# Nipples (NSFW)



## stsinner (Mar 26, 2009)

This clock on the courthouse in Marlborough, Massachusetts evidently have something bad wrong, as it has not only stopped keeping time, but the mechanism that keeps the 4 sides synchronized is obviously no longer intact..


----------



## nikonguy (Mar 26, 2009)

stsinner said:


> Nipples (NSFW)



did I miss something?


----------



## stsinner (Mar 26, 2009)

nikonguy said:


> did I miss something?



Realized the thread wasn't a good idea after I posted it-piercings, but you can't delete a thread, so I had to improvise..  I don't think piercings belong here, now that I think about it, and I'm not crazy about infractions.  I was actually lucky enough to shoot 7 different women at my local tattoo parlor that had piercings all over-more pain than I can fathom!!  But they love showing off.  I thought it was too porn-like to be taken seriously.  I like the Marlboro courthouse clock picture.

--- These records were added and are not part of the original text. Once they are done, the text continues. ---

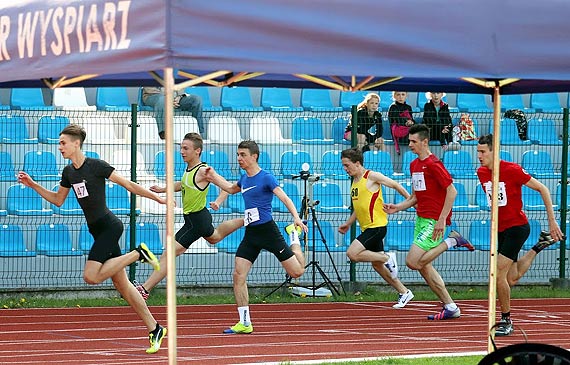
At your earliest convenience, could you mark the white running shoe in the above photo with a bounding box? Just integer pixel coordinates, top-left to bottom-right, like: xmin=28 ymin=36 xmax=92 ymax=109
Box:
xmin=384 ymin=252 xmax=398 ymax=279
xmin=392 ymin=289 xmax=414 ymax=309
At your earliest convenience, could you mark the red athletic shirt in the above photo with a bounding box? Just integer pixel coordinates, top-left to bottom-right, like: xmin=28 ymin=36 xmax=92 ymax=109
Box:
xmin=410 ymin=155 xmax=453 ymax=226
xmin=477 ymin=160 xmax=531 ymax=232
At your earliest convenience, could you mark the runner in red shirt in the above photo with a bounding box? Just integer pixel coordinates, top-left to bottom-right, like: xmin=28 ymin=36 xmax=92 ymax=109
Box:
xmin=477 ymin=134 xmax=564 ymax=336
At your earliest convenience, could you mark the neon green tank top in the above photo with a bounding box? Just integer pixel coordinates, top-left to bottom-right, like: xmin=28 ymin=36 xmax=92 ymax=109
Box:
xmin=180 ymin=162 xmax=210 ymax=214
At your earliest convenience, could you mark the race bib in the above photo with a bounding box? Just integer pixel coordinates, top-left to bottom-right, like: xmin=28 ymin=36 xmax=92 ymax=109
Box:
xmin=484 ymin=181 xmax=507 ymax=207
xmin=71 ymin=181 xmax=89 ymax=199
xmin=243 ymin=208 xmax=259 ymax=226
xmin=412 ymin=172 xmax=427 ymax=191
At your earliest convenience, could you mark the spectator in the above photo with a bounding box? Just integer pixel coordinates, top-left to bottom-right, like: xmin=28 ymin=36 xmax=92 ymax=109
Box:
xmin=142 ymin=87 xmax=206 ymax=139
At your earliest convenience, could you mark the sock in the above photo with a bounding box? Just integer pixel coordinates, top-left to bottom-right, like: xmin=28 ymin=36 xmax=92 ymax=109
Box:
xmin=238 ymin=305 xmax=251 ymax=326
xmin=445 ymin=302 xmax=457 ymax=311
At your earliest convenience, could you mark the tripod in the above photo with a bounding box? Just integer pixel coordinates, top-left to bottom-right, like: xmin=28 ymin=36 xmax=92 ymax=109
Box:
xmin=264 ymin=169 xmax=346 ymax=299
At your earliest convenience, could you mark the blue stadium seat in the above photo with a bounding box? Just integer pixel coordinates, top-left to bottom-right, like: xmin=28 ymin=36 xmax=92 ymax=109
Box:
xmin=220 ymin=86 xmax=263 ymax=111
xmin=469 ymin=220 xmax=491 ymax=251
xmin=527 ymin=119 xmax=562 ymax=146
xmin=206 ymin=184 xmax=230 ymax=214
xmin=0 ymin=224 xmax=36 ymax=257
xmin=95 ymin=87 xmax=131 ymax=112
xmin=340 ymin=91 xmax=368 ymax=110
xmin=443 ymin=150 xmax=477 ymax=179
xmin=363 ymin=151 xmax=398 ymax=179
xmin=38 ymin=115 xmax=69 ymax=144
xmin=36 ymin=224 xmax=83 ymax=256
xmin=184 ymin=86 xmax=223 ymax=112
xmin=6 ymin=184 xmax=53 ymax=216
xmin=105 ymin=181 xmax=140 ymax=214
xmin=261 ymin=87 xmax=303 ymax=112
xmin=123 ymin=222 xmax=164 ymax=255
xmin=77 ymin=224 xmax=94 ymax=255
xmin=332 ymin=117 xmax=351 ymax=146
xmin=51 ymin=184 xmax=83 ymax=215
xmin=313 ymin=182 xmax=348 ymax=213
xmin=301 ymin=89 xmax=342 ymax=112
xmin=291 ymin=117 xmax=334 ymax=145
xmin=521 ymin=150 xmax=560 ymax=180
xmin=271 ymin=182 xmax=303 ymax=213
xmin=530 ymin=93 xmax=562 ymax=113
xmin=456 ymin=93 xmax=493 ymax=111
xmin=202 ymin=150 xmax=239 ymax=181
xmin=0 ymin=115 xmax=38 ymax=144
xmin=281 ymin=150 xmax=313 ymax=178
xmin=10 ymin=88 xmax=53 ymax=110
xmin=23 ymin=151 xmax=61 ymax=181
xmin=0 ymin=151 xmax=16 ymax=182
xmin=453 ymin=182 xmax=479 ymax=212
xmin=306 ymin=220 xmax=347 ymax=252
xmin=321 ymin=150 xmax=349 ymax=180
xmin=384 ymin=220 xmax=415 ymax=251
xmin=153 ymin=150 xmax=186 ymax=181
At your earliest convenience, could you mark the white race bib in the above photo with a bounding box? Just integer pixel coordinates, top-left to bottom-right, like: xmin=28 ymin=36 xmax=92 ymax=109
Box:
xmin=484 ymin=181 xmax=507 ymax=207
xmin=412 ymin=172 xmax=427 ymax=191
xmin=71 ymin=181 xmax=89 ymax=199
xmin=243 ymin=208 xmax=259 ymax=226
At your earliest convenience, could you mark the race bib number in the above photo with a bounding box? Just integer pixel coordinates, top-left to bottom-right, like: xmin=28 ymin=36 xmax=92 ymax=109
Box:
xmin=485 ymin=181 xmax=507 ymax=207
xmin=243 ymin=208 xmax=259 ymax=226
xmin=412 ymin=172 xmax=427 ymax=191
xmin=71 ymin=181 xmax=89 ymax=199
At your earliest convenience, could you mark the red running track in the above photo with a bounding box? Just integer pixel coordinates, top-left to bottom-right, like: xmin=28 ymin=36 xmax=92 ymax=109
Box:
xmin=0 ymin=299 xmax=570 ymax=365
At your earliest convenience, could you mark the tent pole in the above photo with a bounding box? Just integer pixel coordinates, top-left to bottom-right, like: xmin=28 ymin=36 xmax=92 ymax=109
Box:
xmin=164 ymin=67 xmax=177 ymax=365
xmin=487 ymin=85 xmax=501 ymax=352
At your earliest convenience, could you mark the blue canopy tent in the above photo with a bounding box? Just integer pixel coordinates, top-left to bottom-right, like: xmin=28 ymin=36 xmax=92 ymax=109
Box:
xmin=0 ymin=0 xmax=570 ymax=356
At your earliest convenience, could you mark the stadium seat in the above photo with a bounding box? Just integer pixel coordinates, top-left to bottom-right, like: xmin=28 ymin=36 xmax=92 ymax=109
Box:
xmin=332 ymin=117 xmax=351 ymax=146
xmin=0 ymin=115 xmax=38 ymax=144
xmin=530 ymin=93 xmax=562 ymax=113
xmin=281 ymin=150 xmax=313 ymax=179
xmin=291 ymin=117 xmax=334 ymax=145
xmin=384 ymin=220 xmax=415 ymax=251
xmin=0 ymin=224 xmax=36 ymax=257
xmin=527 ymin=119 xmax=562 ymax=146
xmin=321 ymin=150 xmax=350 ymax=180
xmin=443 ymin=150 xmax=477 ymax=179
xmin=202 ymin=149 xmax=239 ymax=182
xmin=52 ymin=87 xmax=97 ymax=111
xmin=23 ymin=151 xmax=61 ymax=181
xmin=220 ymin=86 xmax=263 ymax=111
xmin=105 ymin=181 xmax=140 ymax=214
xmin=261 ymin=87 xmax=303 ymax=112
xmin=6 ymin=184 xmax=53 ymax=216
xmin=271 ymin=182 xmax=303 ymax=213
xmin=77 ymin=224 xmax=94 ymax=255
xmin=38 ymin=115 xmax=69 ymax=144
xmin=340 ymin=91 xmax=368 ymax=110
xmin=0 ymin=151 xmax=16 ymax=182
xmin=301 ymin=89 xmax=342 ymax=112
xmin=184 ymin=86 xmax=223 ymax=112
xmin=249 ymin=117 xmax=292 ymax=144
xmin=453 ymin=182 xmax=479 ymax=212
xmin=95 ymin=87 xmax=131 ymax=112
xmin=51 ymin=184 xmax=83 ymax=215
xmin=153 ymin=150 xmax=186 ymax=181
xmin=313 ymin=182 xmax=348 ymax=213
xmin=469 ymin=220 xmax=491 ymax=251
xmin=521 ymin=150 xmax=560 ymax=180
xmin=208 ymin=117 xmax=242 ymax=146
xmin=36 ymin=224 xmax=83 ymax=256
xmin=123 ymin=222 xmax=164 ymax=255
xmin=456 ymin=93 xmax=493 ymax=111
xmin=10 ymin=88 xmax=53 ymax=110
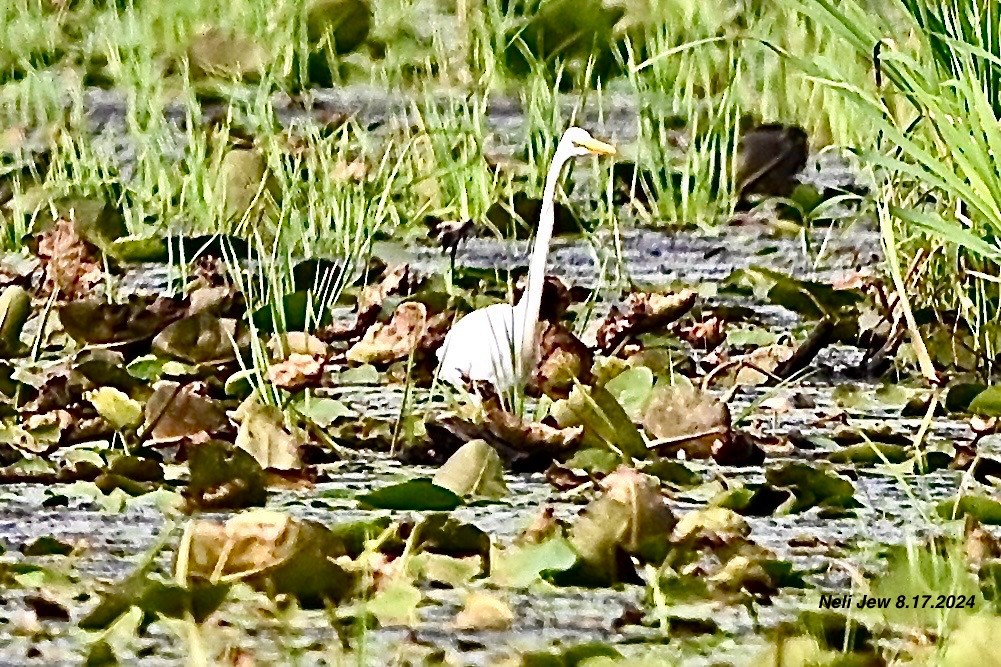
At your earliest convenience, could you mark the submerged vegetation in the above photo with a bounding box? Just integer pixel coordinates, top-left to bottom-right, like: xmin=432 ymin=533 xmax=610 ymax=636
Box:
xmin=0 ymin=0 xmax=1001 ymax=666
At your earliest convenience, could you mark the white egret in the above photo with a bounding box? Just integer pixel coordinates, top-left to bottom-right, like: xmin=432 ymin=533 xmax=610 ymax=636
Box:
xmin=437 ymin=127 xmax=616 ymax=392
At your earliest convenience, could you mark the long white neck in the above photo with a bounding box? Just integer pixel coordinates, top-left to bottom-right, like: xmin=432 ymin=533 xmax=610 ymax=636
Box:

Maybe a Mod can delete it for me.


----------



## AlexColeman (Mar 26, 2009)

:addpics:That represent the title.

Anyhow, that is a nice photojournalism shot.


----------



## mrodgers (Mar 26, 2009)

Now listen here at what you did.  I was at work and I said to a coworker, "Look at this, Nipples (NSFW).  Now how am I not supposed to click that now?  I want to see the nipples!"  So, I restrained and left it.  Now I'm at home, kids are in bed, wife is at work, and........  a clock????????


----------



## Cred (Mar 26, 2009)

You got me.


----------



## AlexColeman (Mar 26, 2009)

I feel so sad...... LIES!!!!!!!!!


----------



## Tiberius47 (Mar 26, 2009)

In the words of the eminently quotable Ralph Wiggam...

"You're deceptive."


----------



## elemental (Mar 26, 2009)

If you link to it on another site, they'll probably stop bothering you about it.


----------



## AlexColeman (Mar 26, 2009)

Lol, the whole wide internet, and we won't just google it, but instead pester you for pierced nips....Lol.


----------